Riva San Vitale TI, 21.4.14 (Kipa) Die Taufe ist im Leben eines Menschen einmalig und unwiederholbar. Dieser Grundsatz steht in der gegenseitigen Anerkennung der Taufe, die am Ostermontag, 21. April, in Riva San Vitale TI von Vertretern von sechs Kirchen unterzeichnet wurde, teilte die Arbeitsgemeinschaft christlicher Kirchen in der Schweiz (AGCK-CH) am Montag mit. Die römisch-katholische, die evangelisch-reformierte und die christkatholische Kirchen in der Schweiz anerkennen dieses Prinzip seit 1973. Neu gehören auch die Lutheraner und die Anglikaner zu diesem Kreis.

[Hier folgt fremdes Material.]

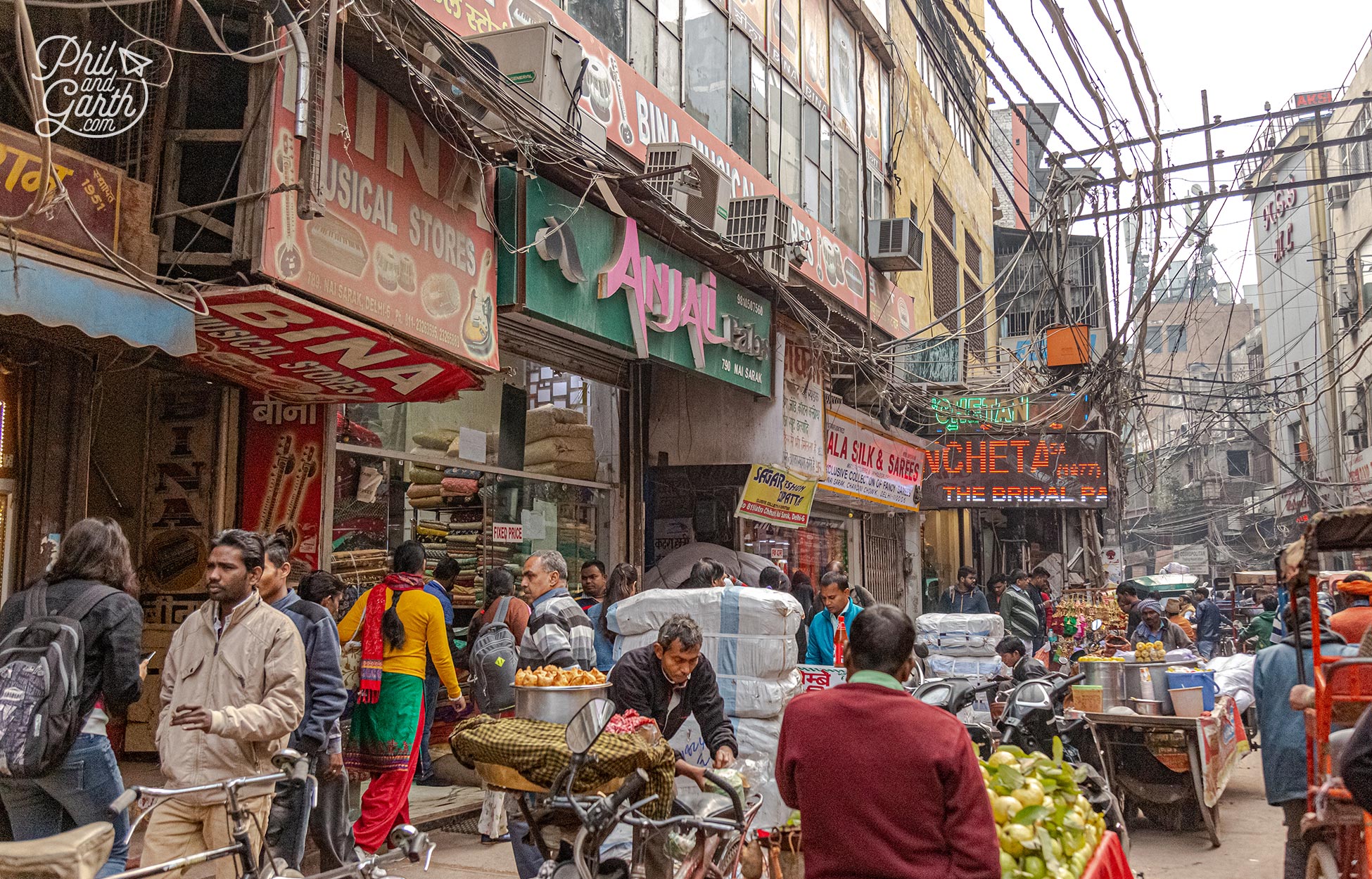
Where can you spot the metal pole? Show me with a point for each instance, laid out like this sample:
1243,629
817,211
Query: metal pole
1209,150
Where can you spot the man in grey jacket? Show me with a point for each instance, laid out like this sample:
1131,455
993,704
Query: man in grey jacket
324,702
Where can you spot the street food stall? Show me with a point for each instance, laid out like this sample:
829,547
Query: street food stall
1337,827
1174,769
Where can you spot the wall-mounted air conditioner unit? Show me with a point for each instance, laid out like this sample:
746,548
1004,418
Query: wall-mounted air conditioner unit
895,245
696,188
544,63
762,224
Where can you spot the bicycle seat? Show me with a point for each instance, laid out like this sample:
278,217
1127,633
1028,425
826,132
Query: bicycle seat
75,854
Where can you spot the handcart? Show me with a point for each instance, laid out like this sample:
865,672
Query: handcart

Für Rita Famos, Präsidentin der AGCK-CH, ist die Unterzeichnung der gegenseitigen Taufanerkennung durch nunmehr sechs Kirchen ein «wichtiger Schritt für die Ökumene», heisst es in der Mitteilung weiter. «Sie stellt ein starkes Zeugnis für die Einheit der Kirche dar und zeigt der Welt, dass wir das Evangelium zusammen verkünden wollen, in Wort und Tat und in der gemeinsamen Nachfolge Christi.»

Die mehrsprachige Feier fand teils im Baptisterium von Riva San Vitale statt, dem ältesten christlichen Bauwerk der Schweiz, teils in der Pfarrkirche des Tessiner Dorfes.

Vertreter von sechs Kirchen unterzeichneten die Ausweitung der Taufanerkennung. Für die römisch-katholische Kirche setzte der Westschweizer Bischof Charles Morerod seine Unterschrift unter das Dokument. Die evangelisch-reformierte Kirche vertrat Gottfried Locher, Ratspräsident des Schweizerischen Evangelischen Kirchenbundes. Weitere Unterzeichner waren Harald Rein, Bischof der Christkatholischen Kirche der Schweiz, Elisabeth Benn, Präsidentin des Bunds der Evangelisch-lutherischen Kirche in der Schweiz und im Fürstentum Liechtenstein, Peter M. Potter, Vertreter der anglikanischen Kirche, sowie Patrick Streiff, Bischof der Evangelisch-methodistischen Kirche in der Schweiz.

Schwieriger Auftrag für Christen

Der Auftrag Jesu, «macht alle Völker zu meinen Jüngern und tauft sie auf den Namen des Vaters und des Sohnes und des Heiligen Geistes» sei «eine unmögliche, erschreckende Aufgabe», sagte Morerod laut Mitteilung in seiner Predigt. «Wenn nicht Jesus uns versichert hätte, er werde mit uns sein alle Tage, bis ans Ende der Welt.»

Im Rahmen der Feier, an der 17 Geistliche und Kirchenvertreter mitwirkten, erzählten Christen unterschiedlicher Konfessionen, welche Bedeutung die Taufe in ihrem Leben habe.

Anwesend waren an der Feier auch Vertreter der Heilsarmee, der Baptisten und der Orthoxen. Ihre Kirchen haben das Dokument aus unterschiedlichen Gründen nicht unterzeichnet. Die Heilsarmee und der Bund der Baptisten begrüssen jedoch dessen Unterzeichnung. Die orthoxen Kirchen, obschon an der Erarbeitung der Erklärung beteiligt, können es zurzeit aus Rücksicht auf ihre Mutterkirchen nicht unterschreiben.